The Government, meeting on Tuesday, November 4, in a Council of Ministers session, approved the Medium-Term Public Debt Management Strategy for 2025–29, aimed at ensuring prudent debt management by maintaining a balance between cost and risk.
“The document was approved to meet the State’s financing needs while balancing cost and risk, in order to guarantee the credibility of economic policy and the sustainability of debt in the medium and long term,” reads a statement cited by Lusa.
In 2026, the Executive plans to allocate 122.7 billion meticais (1.9 billion dollars) to public debt servicing, equivalent to 7.4% of the projected Gross Domestic Product (GDP) for that year. Of this amount, 67.6 billion meticais (1.05 billion dollars) will go toward interest payments and 55.1 billion meticais (857 million dollars) toward debt principal repayment — a slight increase compared to the 120.6 billion meticais (1.8 billion dollars) budgeted for 2025, representing 7.8% of the estimated GDP for that year.

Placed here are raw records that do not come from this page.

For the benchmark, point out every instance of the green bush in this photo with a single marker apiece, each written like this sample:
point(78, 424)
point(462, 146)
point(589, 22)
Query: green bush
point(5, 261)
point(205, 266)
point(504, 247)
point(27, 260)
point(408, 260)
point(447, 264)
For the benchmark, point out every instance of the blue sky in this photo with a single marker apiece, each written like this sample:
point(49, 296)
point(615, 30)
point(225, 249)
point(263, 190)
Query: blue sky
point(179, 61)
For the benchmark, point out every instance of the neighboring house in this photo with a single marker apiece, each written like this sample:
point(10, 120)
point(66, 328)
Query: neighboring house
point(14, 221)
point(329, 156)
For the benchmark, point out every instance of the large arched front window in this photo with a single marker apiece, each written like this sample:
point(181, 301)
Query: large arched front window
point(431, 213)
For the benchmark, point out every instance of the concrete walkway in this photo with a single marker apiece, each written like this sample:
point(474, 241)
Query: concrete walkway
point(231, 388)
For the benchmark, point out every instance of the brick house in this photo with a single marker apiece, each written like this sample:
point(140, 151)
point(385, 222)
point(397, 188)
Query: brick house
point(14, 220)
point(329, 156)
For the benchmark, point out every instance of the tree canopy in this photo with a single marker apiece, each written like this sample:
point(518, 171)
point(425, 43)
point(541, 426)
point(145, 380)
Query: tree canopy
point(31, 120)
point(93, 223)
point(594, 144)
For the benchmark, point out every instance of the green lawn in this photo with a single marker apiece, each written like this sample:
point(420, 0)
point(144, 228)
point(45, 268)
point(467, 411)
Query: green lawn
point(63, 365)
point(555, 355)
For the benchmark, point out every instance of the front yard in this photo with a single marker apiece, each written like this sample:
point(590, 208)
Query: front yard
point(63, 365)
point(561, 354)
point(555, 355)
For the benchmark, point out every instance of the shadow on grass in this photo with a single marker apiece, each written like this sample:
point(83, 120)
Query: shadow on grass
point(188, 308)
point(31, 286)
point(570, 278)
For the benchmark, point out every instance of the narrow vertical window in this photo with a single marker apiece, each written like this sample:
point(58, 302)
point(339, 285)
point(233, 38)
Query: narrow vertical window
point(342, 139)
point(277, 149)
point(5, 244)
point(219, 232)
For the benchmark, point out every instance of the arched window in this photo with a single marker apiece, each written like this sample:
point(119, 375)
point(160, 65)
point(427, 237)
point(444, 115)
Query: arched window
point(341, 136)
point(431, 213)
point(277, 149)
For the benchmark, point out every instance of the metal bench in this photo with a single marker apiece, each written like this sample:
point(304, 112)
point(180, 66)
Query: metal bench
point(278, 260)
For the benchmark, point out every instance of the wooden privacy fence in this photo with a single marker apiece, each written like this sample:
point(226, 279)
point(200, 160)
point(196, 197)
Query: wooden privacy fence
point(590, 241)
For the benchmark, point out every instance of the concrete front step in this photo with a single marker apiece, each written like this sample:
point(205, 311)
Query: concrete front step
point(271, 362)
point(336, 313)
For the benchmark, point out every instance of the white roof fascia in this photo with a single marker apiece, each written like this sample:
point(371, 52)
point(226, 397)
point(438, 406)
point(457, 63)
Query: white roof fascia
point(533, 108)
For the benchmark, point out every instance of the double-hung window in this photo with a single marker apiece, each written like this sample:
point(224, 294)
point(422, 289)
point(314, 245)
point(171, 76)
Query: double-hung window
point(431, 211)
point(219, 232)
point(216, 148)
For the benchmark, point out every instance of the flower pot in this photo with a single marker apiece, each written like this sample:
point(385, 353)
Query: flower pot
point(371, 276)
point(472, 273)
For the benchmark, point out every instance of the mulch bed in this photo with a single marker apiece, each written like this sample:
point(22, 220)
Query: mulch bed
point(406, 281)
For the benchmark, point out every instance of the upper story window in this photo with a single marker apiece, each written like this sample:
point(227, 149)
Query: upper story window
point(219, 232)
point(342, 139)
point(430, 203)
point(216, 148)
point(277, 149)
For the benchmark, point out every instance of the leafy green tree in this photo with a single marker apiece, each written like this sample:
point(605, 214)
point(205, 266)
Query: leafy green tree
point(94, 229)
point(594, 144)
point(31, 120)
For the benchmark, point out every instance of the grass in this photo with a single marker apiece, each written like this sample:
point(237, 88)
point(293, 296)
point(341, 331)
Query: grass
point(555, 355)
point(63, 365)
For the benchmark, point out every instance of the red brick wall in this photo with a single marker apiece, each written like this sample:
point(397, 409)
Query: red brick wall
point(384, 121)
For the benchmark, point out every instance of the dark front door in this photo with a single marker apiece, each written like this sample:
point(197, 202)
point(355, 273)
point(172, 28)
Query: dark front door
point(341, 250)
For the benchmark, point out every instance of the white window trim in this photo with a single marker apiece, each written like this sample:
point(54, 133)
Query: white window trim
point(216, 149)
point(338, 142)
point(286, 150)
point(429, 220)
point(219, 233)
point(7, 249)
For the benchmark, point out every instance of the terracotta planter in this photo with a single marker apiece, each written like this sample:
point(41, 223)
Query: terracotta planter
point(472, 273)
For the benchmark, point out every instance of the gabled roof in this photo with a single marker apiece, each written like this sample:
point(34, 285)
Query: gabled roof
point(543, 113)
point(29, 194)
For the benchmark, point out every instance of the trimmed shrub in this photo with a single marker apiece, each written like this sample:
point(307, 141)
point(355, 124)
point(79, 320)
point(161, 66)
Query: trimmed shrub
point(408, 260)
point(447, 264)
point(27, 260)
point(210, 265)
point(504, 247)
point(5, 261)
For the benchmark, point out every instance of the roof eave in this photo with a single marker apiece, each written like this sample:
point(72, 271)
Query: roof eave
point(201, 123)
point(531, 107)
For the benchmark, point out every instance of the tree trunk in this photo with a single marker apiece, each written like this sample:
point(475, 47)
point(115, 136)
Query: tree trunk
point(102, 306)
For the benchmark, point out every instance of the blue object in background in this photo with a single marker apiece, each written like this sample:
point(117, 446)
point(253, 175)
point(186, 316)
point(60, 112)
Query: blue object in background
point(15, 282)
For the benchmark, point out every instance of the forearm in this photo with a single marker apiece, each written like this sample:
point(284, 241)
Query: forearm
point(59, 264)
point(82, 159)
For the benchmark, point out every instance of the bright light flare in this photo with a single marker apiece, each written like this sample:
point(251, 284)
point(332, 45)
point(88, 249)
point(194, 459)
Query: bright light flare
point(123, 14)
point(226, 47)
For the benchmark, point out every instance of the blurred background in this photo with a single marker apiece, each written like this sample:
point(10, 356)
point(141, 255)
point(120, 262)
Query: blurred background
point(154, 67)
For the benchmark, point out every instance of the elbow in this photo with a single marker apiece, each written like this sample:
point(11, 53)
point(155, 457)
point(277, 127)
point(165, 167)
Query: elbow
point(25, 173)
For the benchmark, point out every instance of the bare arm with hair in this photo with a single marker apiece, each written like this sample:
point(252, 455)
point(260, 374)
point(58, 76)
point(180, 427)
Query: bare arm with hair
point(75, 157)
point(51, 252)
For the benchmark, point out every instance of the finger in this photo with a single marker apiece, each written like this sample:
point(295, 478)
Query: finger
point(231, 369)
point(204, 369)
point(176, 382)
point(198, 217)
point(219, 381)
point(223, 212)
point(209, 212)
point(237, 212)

By comparison, debt servicing in 2024 was set at 105.6 billion meticais (1.6 billion dollars), equivalent to 7.2% of that year’s GDP. The Government justifies the budgetary effort as necessary to fully meet the State’s financial commitments, thereby reinforcing confidence in public finances. In the first half of 2025, debt servicing expenses recorded a 7.5% decrease compared to the same period the previous year, totaling 27.2 billion meticais (424 million dollars), corresponding to 42.6% of the annual budget allocated for that purpose.
With the goal of defining a more sustainable debt management strategy, the Government hired the U.S. consulting firm Alvarez & Marsal to assist in drafting a public debt restructuring plan and a national strategy for the 2026–29 period. The hiring was formalized through a direct award under Resolution No. 34/2025 of October 22, approved by the Council of Ministers.
Headquartered in New York, Alvarez & Marsal is an international firm specializing in financial restructuring and performance improvement, known for its role in major cases such as the Lehman Brothers collapse.
Meanwhile, the Governor of the Bank of Mozambique, Rogério Zandamela, reiterated at the end of September that the current pace of public debt growth is unsustainable, calling for urgent measures to contain it. “It cannot continue to grow. The Government is doing everything possible to contain this debt to reasonable levels so that it does not create problems for the economy,” he warned, emphasizing that the increase in domestic debt threatens the normal functioning of the State securities market.
The most recent assessment by the Monetary Policy Committee pointed to mounting pressure on domestic debt, currently estimated at 454.4 billion meticais (6.1 billion dollars) — an increase of 38.8 billion meticais (522.2 million dollars) compared to December 2024.